To a native born Californian, the South is a foreign land. Strange customs. Funny accents. Everyone y'all-ing and ma'am-ing all the time. Nobody from California goes to the South for vacation.

And yet, the South was the heart of the Civil Rights movement. It was where our race problems were greatest. It was where our solutions were most difficult, and therefore most interesting. That's what my mom and I wanted to see when we proposed to do a road trip through Alabama and Mississippi, and we did. What we didn't expect was to find people so consciously continuing to engage in that same problem solving today. Race seemed to be on people's minds all the time, everywhere, openly talked about, and everyone had an opnion about it they wanted to share.
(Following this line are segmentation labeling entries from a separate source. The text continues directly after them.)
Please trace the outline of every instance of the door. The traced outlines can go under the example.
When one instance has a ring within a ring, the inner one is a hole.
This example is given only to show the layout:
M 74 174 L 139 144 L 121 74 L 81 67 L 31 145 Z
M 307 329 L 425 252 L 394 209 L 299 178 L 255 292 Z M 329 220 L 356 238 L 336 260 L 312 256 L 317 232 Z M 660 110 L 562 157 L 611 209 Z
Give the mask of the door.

We knew we were indeed in another world before we even parked our rental car at our hotel in the Montgomery civic center. We arrived at night and the place was like a ghost town... not a person to be seen, not a shop with its lights on, not a restaurant, bar or place of business. With some hesitation, we asked the hotel desk clerk if he knew where we could get a bit to eat. "Y'all won't find anything open round here this time of night," he said. It was 11:00 pm.

"Not even a shop where we can get some crackers?" I asked.

"I might be able to find you a Lean Cuisine back in the fridge." He was a talkative guy, and very helpful. Quite generous with the Southern hospitality we'd heard about. We suspected the Lean Cuisine was probably from his own personal stash and we set out for a walk. We did eventually find some crackers in a hotel gift shop down the street. We slept well that night, stuffed with Cheez-Its and orange juice, and wondering what Montgomery would have in store for us in the morning. First on our list: the Rosa Parks bus stop.